Citizens are undertaking so many remarkable ventures across the country, at all different levels and with some interesting results. I learned from a friend of a terrific resource just this weekend called the Citizen’s Handbook. In laying out so many different dimensions of how people can make a difference, it might very well live up to its name. With two weeks left to go in this series, now would be the time for those who follow these posts to send in some links to projects you believe might be helpful in moving citizens in the right direction. A list of such resources will be compiled at the end of the series.

The purpose of these blog posts hasn’t been to outline such initiatives but to provide a context, a philosophical framework, for why such creative energies are necessary. Our world is changing, and with governments slowly forsaking public domains and the excesses of free enterprise placing our very financial foundations at risk, Canadians are going to have to enter the fray in innovative ways that might prove an inspiration to governments and businesses alike.
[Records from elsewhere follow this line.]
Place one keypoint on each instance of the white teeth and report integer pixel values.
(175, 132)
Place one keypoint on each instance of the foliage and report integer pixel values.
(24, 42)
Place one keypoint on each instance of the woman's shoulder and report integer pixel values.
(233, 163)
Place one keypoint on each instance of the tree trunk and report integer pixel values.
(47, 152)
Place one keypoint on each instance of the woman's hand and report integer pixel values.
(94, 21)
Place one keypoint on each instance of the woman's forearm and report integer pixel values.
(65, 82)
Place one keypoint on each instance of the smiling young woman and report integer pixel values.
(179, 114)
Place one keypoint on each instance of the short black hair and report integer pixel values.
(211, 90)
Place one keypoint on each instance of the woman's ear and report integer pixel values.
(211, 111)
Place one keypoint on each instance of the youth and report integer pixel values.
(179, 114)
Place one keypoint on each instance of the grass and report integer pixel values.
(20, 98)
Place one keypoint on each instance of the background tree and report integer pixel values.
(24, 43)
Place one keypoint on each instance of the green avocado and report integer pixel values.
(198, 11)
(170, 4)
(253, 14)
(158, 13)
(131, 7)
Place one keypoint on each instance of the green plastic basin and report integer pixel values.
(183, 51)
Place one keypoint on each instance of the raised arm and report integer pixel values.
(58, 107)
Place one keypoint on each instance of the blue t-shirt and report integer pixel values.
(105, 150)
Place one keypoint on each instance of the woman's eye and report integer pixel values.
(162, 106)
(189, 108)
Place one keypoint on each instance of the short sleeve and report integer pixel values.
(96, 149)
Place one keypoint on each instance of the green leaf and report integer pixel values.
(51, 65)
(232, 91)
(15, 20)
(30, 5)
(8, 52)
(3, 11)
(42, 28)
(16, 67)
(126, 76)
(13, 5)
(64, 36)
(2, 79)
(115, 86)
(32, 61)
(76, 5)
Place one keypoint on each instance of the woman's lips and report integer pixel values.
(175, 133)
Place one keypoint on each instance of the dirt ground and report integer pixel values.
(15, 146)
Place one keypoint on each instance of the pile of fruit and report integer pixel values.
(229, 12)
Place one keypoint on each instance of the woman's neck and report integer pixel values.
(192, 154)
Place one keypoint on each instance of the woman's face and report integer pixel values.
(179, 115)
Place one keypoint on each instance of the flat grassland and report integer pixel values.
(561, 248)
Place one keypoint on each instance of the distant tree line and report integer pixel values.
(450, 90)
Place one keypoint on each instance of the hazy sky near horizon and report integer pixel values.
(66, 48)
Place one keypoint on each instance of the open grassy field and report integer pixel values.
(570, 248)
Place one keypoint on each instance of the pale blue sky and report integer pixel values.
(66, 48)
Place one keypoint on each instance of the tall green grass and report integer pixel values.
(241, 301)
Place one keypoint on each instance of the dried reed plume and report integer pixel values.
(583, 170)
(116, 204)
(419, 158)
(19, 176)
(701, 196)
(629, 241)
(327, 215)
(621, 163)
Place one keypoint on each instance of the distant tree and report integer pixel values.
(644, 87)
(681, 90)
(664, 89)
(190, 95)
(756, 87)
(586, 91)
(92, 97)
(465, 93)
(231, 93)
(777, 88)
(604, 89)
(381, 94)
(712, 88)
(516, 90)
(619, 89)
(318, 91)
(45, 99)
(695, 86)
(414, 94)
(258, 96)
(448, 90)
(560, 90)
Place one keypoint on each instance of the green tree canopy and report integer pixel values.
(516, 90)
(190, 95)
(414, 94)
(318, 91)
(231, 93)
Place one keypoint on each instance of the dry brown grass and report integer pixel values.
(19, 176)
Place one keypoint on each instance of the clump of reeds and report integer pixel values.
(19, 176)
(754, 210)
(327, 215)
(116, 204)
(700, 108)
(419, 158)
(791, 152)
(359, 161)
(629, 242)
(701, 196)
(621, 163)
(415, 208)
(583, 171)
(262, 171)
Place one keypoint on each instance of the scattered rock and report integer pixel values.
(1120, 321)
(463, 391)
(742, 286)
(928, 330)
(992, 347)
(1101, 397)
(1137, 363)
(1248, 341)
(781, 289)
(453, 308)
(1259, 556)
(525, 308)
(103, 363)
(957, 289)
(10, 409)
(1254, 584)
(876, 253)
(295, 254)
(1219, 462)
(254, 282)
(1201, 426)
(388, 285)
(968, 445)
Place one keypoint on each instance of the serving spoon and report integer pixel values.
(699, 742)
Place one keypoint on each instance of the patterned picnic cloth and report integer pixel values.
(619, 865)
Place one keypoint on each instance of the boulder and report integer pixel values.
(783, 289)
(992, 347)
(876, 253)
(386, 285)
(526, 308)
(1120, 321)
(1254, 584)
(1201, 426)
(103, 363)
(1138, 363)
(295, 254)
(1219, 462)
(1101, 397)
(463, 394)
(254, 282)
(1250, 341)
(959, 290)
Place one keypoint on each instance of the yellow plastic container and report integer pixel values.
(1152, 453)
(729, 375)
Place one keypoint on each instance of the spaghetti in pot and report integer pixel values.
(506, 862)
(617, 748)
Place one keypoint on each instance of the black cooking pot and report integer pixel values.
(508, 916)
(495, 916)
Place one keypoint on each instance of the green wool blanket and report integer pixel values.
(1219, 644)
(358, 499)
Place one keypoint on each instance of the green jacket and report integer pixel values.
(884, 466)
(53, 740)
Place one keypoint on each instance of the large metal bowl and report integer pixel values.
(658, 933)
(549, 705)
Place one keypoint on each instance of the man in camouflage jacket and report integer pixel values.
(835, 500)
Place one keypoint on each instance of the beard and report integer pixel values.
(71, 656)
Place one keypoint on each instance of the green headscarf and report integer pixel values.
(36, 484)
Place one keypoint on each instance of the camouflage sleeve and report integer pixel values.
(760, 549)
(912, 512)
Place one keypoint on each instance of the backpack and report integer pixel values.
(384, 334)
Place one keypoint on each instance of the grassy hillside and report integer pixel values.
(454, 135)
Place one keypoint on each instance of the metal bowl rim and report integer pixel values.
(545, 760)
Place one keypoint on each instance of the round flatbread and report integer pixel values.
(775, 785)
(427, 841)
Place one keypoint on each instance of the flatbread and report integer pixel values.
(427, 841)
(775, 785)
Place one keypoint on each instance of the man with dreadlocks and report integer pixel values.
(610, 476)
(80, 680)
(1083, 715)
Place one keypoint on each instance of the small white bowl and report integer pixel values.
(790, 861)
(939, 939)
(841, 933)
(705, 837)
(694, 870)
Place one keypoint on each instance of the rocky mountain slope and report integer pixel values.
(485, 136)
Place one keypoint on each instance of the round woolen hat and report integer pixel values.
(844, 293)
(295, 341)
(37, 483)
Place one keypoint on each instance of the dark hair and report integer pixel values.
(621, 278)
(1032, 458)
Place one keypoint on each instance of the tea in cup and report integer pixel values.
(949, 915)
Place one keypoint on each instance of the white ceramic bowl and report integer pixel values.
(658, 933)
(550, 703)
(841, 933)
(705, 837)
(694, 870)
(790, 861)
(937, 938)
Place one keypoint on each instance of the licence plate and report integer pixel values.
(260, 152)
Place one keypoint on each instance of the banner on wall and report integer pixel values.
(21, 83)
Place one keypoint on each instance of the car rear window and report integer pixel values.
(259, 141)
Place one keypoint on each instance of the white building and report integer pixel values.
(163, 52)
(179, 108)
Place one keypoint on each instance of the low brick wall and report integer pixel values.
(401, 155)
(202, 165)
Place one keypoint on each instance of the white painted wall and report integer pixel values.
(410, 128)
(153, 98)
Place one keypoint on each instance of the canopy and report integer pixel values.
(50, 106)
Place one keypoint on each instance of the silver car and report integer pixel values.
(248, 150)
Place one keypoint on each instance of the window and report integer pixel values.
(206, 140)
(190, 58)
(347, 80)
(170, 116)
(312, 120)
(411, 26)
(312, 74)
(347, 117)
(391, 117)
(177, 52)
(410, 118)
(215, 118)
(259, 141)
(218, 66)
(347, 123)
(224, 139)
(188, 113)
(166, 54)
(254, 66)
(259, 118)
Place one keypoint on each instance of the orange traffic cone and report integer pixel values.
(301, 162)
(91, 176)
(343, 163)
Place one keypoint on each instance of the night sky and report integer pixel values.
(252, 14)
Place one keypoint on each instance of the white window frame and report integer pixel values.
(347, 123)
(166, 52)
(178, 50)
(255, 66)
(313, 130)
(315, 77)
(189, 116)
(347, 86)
Let’s be clear. Citizen action is not a replacement for government. As Benjamin Barber forcefully put it: “Government is civil society’s common arm, just as civil society is government’s animating body.” Numerous comments to these posts have revealed the sheer angst people feel for government and politicians. Yet the belief that we can get by without it, or that we can run things better are just foolhardy. Managing a country is one of the hardest tasks to face, and when citizens themselves continue to vote for politicians and parties that continue to strip the public cupboard bare, politicians quickly run out of room for making serious strides in bringing back healthy democracy. It’s not jut the politicians that have failed; citizens at the moment seem to have little cohesive strength to band together and protect the public interest. So much seems to be about “me” and lowering my taxes. The farther we travel down that road, as Americans are experiencing at present, the public infrastructure will eventually decline to the point where it cannot be resurrected. Those who can afford services will get them; the rest of us … well, it won’t be easy.

Let’s think about what key areas we should concentrate our efforts on if we are to bring citizens into the public space. A city-sponsored democratic development group in Seattle has come up with this. Following months of interaction they concluded that the six main areas noted in the chart best represent the broader needs of their community and committees were established for each of them which included politicians, interested citizens, and researchers. It has helped to revolutionize Seattle and bridged the divide between politicians and citizens. Each has grown a healthier respect for the other as key problems are finding solutions.

There are examples like this all over Canada, in cities like Toronto, Calgary, Edmonton, and Vancouver. I would like to concentrate on something different, however. For our communities and our country to attain the economic, social, mental and sustainable health of which they are capable, citizens must find more productive ways to engage the political order instead of always sideswiping it. People living in towns, cities and rural areas must begin to work effectively to bring their political represents to start investing in civil society. And politicians themselves must instruct the voters on the complexities of public policy and how best to work through it.

To actually make such a venture successful, there are some overriding issues that must be addressed and led by community initiatives. First is obviously the protection of our local natural resources. The problem is that rivers, drainage, the air we breathe, and the natural species that live among us, don’t just stop at a community’s city limits. Regional accommodations will be necessary and that will take work and tolerance. Second, governments must find better ways to reinforce public spaces. As government revenue continues to shrink, our parks, art, music and drama venues, band shells, lighthouses, train stations, post offices, river venues, walking paths, will as well – leaving us with fewer places to gather. Third, there must be more legislative action that supports the fostering of civic uses of the new information technologies. Why not assist in establishing a “civic Internet” that promotes electronic town hall meetings, public policy sessions, access to educational materials, and the creation of a voice for those like the financially pressed who normally remain isolated in our communities. The technology is there, but when governments continue to shut down regional libraries that offer such services, we are obviously headed in the wrong direction. Fourth, we need to talk about productive employment – seriously talk about it. We have blindly supported economies that come up with oodles of money but which seek to demand fewer jobs as a consequence. It’s a zero-sum game. When you have millions of citizens working full-time and part-time in the service sector for minimum wage, you’ve got a severe problem. This is why unions and the small-to-medium business sector are so important for our future. The former reminds us of why labour is vital to society; the second is a better generator of the jobs of tomorrow. Finally, we need to talk about targeted taxes and why they are so important.

Naturally there are other areas of vitality that must be considered, but these themes aren’t just motherhood issues; they are direct challenges facing our communities and our nation which aren’t being sufficiently addressed at present and which will require citizens to move engagement to the next level.